We included two independent datasets as validation sets. Validation dataset 1 included 21 healthy adolescent participants aged 9.0–17.9 years (13 males, average age = 11.98 years). The inclusion and exclusion criteria, as well as the video stimuli were the same as in the main dataset, but the fMRI data were collected using a Siemens Verio 3T MRI scanner at Shanghai Mental Health Center. The image acquisition parameters were the same as in the main dataset.

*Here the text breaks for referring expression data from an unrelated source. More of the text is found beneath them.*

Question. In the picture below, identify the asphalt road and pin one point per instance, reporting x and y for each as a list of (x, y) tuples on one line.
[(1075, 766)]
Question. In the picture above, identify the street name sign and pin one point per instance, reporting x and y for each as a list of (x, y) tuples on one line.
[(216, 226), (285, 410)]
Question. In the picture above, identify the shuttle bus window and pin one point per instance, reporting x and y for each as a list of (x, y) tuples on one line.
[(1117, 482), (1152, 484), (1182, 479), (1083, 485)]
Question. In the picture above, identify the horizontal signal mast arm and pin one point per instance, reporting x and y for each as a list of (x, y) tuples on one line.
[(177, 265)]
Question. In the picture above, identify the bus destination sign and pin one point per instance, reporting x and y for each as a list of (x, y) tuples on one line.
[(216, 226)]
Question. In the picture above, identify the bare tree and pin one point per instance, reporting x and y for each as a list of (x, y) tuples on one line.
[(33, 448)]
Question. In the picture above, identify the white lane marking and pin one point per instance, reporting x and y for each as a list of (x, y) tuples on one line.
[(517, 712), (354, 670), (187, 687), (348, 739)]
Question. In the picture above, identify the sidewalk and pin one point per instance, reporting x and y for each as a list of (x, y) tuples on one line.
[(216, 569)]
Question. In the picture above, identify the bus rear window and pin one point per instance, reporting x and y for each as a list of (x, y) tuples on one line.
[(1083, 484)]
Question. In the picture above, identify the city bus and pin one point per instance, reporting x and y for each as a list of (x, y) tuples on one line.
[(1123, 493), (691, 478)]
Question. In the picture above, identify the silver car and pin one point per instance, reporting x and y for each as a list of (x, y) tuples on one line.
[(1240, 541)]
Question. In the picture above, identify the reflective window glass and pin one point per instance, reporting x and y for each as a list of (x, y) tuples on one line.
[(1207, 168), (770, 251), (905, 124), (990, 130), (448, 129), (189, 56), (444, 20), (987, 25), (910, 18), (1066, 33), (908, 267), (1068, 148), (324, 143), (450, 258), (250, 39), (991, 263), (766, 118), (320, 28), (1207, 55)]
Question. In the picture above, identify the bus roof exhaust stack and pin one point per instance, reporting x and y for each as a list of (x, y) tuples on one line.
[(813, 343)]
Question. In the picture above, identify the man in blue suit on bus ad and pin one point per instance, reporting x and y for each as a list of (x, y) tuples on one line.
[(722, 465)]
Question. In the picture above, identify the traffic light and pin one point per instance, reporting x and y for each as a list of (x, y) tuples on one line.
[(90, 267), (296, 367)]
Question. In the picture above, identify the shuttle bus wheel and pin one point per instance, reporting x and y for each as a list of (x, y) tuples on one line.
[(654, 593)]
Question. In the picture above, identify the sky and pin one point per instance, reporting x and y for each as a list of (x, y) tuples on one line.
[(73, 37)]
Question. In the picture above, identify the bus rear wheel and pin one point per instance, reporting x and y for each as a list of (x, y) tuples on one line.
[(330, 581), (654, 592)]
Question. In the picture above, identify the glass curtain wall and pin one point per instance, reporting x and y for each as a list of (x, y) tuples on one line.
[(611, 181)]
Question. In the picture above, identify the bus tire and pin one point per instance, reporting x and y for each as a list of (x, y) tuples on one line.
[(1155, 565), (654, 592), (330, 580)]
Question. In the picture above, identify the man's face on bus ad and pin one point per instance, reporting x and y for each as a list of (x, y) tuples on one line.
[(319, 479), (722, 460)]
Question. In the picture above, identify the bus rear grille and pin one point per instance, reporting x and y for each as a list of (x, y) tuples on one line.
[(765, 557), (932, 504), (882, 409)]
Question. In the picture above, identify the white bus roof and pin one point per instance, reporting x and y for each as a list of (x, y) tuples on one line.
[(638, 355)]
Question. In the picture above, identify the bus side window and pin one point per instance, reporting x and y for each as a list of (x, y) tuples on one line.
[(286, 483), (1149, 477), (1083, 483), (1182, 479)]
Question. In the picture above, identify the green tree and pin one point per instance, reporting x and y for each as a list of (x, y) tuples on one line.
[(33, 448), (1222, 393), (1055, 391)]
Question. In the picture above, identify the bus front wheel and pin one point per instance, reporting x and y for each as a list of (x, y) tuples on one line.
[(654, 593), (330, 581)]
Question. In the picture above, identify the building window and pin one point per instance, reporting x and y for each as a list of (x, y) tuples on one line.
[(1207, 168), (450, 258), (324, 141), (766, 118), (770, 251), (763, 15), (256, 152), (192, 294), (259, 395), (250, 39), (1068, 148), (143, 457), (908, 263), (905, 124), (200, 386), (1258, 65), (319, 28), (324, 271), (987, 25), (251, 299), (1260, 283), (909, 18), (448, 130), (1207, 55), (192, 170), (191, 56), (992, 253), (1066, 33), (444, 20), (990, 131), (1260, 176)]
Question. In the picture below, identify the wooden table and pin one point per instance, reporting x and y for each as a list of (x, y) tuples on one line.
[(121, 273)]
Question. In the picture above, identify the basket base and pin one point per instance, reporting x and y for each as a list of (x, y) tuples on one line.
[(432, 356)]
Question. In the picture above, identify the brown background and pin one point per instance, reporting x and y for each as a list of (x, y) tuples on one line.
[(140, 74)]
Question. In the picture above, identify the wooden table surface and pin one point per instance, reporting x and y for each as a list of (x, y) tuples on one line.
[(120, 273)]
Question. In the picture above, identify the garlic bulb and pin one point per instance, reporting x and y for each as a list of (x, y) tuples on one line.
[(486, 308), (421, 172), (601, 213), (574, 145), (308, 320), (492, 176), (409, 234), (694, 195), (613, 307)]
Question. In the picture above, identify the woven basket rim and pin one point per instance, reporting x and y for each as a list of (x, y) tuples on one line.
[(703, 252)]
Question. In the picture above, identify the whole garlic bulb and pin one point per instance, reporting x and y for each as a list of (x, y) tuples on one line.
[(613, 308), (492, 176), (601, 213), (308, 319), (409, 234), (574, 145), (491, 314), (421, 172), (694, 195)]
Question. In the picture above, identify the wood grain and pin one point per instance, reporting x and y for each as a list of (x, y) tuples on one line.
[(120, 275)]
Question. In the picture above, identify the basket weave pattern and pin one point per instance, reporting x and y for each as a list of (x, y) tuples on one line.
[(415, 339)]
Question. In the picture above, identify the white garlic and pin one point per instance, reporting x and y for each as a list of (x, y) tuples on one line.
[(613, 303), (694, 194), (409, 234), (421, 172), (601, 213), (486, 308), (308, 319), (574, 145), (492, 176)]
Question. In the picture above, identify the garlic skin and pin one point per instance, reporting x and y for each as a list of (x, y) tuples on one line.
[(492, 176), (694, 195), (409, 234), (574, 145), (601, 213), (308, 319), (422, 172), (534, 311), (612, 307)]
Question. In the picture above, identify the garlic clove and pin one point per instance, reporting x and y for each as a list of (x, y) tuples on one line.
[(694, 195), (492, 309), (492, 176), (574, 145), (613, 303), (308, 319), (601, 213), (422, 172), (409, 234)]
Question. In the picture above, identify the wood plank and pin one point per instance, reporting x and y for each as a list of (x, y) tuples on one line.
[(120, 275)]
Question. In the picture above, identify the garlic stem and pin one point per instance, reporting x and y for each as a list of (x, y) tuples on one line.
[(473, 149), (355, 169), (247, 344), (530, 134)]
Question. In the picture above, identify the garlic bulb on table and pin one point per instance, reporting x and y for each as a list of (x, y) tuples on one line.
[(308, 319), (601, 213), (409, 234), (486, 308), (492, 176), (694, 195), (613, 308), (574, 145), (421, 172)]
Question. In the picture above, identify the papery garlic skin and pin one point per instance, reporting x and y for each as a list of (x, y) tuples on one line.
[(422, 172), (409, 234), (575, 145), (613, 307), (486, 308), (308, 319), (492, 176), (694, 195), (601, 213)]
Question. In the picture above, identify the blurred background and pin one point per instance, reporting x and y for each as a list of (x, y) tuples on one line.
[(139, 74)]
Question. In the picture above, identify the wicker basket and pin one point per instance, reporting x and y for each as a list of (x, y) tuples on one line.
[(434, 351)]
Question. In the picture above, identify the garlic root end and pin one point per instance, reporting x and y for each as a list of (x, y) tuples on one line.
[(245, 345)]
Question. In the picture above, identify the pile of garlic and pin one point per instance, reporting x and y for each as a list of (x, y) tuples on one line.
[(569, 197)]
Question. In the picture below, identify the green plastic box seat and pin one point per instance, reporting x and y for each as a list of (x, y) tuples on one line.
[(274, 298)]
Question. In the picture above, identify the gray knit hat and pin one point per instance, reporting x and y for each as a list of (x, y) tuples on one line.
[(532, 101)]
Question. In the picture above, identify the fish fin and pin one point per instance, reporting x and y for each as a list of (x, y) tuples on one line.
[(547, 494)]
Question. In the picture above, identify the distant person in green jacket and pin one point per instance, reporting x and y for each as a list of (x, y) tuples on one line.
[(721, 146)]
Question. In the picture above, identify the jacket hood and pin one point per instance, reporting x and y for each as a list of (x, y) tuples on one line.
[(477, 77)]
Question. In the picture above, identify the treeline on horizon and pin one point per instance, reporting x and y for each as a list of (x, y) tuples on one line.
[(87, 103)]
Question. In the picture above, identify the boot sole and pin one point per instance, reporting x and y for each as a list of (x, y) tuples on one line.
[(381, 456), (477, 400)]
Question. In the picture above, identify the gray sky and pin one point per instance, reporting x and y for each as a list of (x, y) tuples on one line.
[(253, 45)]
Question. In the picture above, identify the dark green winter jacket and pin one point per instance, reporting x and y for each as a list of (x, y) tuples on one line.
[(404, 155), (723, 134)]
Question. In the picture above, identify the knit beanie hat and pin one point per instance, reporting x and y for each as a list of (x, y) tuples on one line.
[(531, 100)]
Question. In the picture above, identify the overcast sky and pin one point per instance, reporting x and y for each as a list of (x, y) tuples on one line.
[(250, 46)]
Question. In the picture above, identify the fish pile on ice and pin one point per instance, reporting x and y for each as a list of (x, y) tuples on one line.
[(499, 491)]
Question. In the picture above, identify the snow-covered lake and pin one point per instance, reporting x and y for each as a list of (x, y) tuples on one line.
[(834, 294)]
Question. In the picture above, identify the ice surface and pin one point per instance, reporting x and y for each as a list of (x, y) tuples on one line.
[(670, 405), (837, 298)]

Validation dataset 2 was acquired from the OpenfMRI database (accession number: ds000228), originally collected by Richardson et al. (2018) and Kamps et al. (2022). This dataset includes 3- to 12-year-old children (n = 122) and adults (n = 33). All participants were scanned in MRI while viewing an emotional animation, ‘Partly Cloudy’. The participants and data collection details can be found in Richardson et al. (2018) and Kamps et al. (2022). The acquisition parameters are provided in Supplementary Methods 1.3. All children completed an explicit ToM task. The task consisted of listening to a story told by an experimenter and answering questions that required understanding and reasoning about the mental states of the characters in the story. The score of ToM was the average accuracy of all items. Sixty-two children participated in DCCS task, which measured executive function, an aspect of cognitive control.

Image preprocessing

The main dataset, validation dataset 1 and validation dataset 2 were organized and preprocessed on the INCloud platform (Li et al., 2021) using the Phi-Pipe procedure (Version 1.0.0, Hu et al., 2023). Specifically, the T1-weighted structural images and movie fMRI images were preprocessed using FreeSurfer (Version 6.0, Dale et al., 1999), Analysis of Functional NeuroImages (AFNI, Version 18.3.03, Cox, 1996), FMRIB Software Library (Version 6.0.0, Jenkinson et al., 2012), Advanced Normalization Tools (ANTs, Version 2.2.0, Tustison et al., 2014) and Convert3D (Version 1.0.0, Yushkevich et al., 2006). The T1-weighted images were brain-extracted and tissue-segmented using FreeSurfer. The brain image was then non-linearly registered into the MNI152 standard template using ANTs. For fMRI data, the main procedures included: (i) removing the first five volumes; (ii) head motion correction; (iii) rigid registration between median volume and the structural image using a boundary-based approach (Greve and Fischl, 2009); (iv) estimating the whole-brain, white matter and ventricular masks; (v) motion outlier detection and interpolation (i.e. motion censoring). Volumes with frame-wise displacement (FD) > 0.5 mm (Power et al., 2012) were treated as motion outliers and interpolated by neighboring volumes; (vi) nuisance regression. The nuisance signals included mean signals of white matter and ventricles, Friston’s 24-parameter head motion model; (vii) high-pass filtering at 0.01 Hz. Motion censoring, nuisance regression and high-pass filtering were performed using AFNI’s 3dTproject; (viii) grand mean scaling to 10 000; (ix) transformation into MNI152 space by combining T1-MNI152 and fMRI-T1 registration results and resampling into 3×3×3 mm3.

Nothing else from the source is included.